Jesse Bear (her friend from birth) has been reclaimed from Ben and Melody, and dressed in the outfit Mary wore home from the hospital when she was born....



I also found the quilt that I designed for Mary when she was a baby. It is made from six pastel "rainbow" colors. I cut up index cards into triangle pieces, colored them, and then played around with them until I got them in the arrangement I wanted. Each piece is adjacent to the two colors it is next to on a color wheel (i.e. blue is between green and purple). So soft after all these years!

When Mary was a toddler, Thad and I flew to the island of St. Kitts (in the Caribbean) for a week to see his dad, who was working on an extended engineering job there. We brought back a mobile of little wooden parrots for Mary.

My mom then made a coordinating stained glass parrot for Mary. Our older girls each have a special stained glass made by Grandma.

This is Mary's first book, made from construction paper when she was five. She copied a Bible verse for each letter of the alphabet -- at least she got up to K for Kind. The page below was for Forgiving and the verse is "Love keeps no record of wrong." This project was the very start of the Alpha-Virtues curriculum that I started to write way back then. I made huge progress on it a few years ago, but laid it aside again. This season of life is just too busy to be writing more books.



In third grade, Mary created a charming book called Flying Colors for a Reading Rainbow young illustrator's contest. It was about a pegasus who didn't like the way she looked, so she tried changing her appearance in all sorts of bizarre ways -- painting herself plaid, polka dots, etc.. In the end, she went back to being herself, whereupon the prince whom she had known since kindergarten declared that he loved her just the way she was and asked her to marry him. Well, she hasn't known Ryan since kindergarten, but she's marrying him one week from today!
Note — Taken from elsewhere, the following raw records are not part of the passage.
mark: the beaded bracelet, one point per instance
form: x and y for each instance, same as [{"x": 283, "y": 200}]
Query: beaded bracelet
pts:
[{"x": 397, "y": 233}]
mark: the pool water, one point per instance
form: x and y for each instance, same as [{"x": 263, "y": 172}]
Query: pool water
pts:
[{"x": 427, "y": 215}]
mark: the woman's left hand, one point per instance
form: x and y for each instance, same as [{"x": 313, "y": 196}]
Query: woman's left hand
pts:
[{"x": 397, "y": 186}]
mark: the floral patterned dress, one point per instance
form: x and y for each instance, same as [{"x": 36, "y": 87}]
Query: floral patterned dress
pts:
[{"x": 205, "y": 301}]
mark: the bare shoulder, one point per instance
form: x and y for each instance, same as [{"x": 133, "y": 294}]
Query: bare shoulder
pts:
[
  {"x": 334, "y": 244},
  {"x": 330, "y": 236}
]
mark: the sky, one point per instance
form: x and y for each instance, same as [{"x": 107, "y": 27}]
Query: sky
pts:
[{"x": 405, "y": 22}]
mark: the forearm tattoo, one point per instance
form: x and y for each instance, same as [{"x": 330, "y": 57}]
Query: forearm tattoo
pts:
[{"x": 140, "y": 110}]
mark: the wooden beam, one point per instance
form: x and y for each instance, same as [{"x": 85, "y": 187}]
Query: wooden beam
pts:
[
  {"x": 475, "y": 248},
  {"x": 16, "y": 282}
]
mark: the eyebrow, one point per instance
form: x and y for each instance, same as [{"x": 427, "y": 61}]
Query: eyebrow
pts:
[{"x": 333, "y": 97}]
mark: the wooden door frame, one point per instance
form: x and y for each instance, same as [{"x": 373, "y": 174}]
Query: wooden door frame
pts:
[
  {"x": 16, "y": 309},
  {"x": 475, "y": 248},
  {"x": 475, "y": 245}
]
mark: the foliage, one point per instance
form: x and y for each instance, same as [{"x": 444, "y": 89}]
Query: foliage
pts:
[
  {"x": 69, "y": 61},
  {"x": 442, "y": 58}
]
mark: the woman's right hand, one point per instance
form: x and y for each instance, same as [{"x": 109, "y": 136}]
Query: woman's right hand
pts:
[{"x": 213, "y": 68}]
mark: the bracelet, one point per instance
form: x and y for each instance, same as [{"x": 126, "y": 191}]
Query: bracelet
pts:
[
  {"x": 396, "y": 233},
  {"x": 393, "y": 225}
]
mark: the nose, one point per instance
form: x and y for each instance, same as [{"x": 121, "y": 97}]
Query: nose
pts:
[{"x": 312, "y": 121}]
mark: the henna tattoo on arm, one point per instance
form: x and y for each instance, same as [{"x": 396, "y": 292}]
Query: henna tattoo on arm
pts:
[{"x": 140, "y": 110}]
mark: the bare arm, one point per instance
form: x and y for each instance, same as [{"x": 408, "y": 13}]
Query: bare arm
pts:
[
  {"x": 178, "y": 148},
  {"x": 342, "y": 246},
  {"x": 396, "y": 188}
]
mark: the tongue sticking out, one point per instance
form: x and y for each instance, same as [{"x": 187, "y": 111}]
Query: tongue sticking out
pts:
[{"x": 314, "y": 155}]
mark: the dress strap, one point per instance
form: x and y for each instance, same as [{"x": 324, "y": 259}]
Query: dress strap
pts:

When she was nine, Mary had three wishes. She wanted a best friend, a Molly doll from American Girls, and a cat (or was it a dog?). She got the first two, but not the third. Katie, whom she met just after her birthday that year, is the maid of honor in her wedding. Molly, who looks so much like Mary did at age nine, is moving along to her new home. And the pet? Well, we never got a cat or a dog (and probably never will!) but we had a few gerbils and hamsters and even a dwarf bunny along the way. Let's just say we're not very good with small animals, and none of them survived long!
When Mary was 16, I asked the readers of my home school e-magazine, The Hope Chest, to send along birthday greetings and blessings. I bound them into a little book -- and she still has it! I hope she reads it again soon on the cusp of embarking on her newest adventures!



Well, that's it for our trip down Memory Lane! I hope you enjoyed it as much as I did!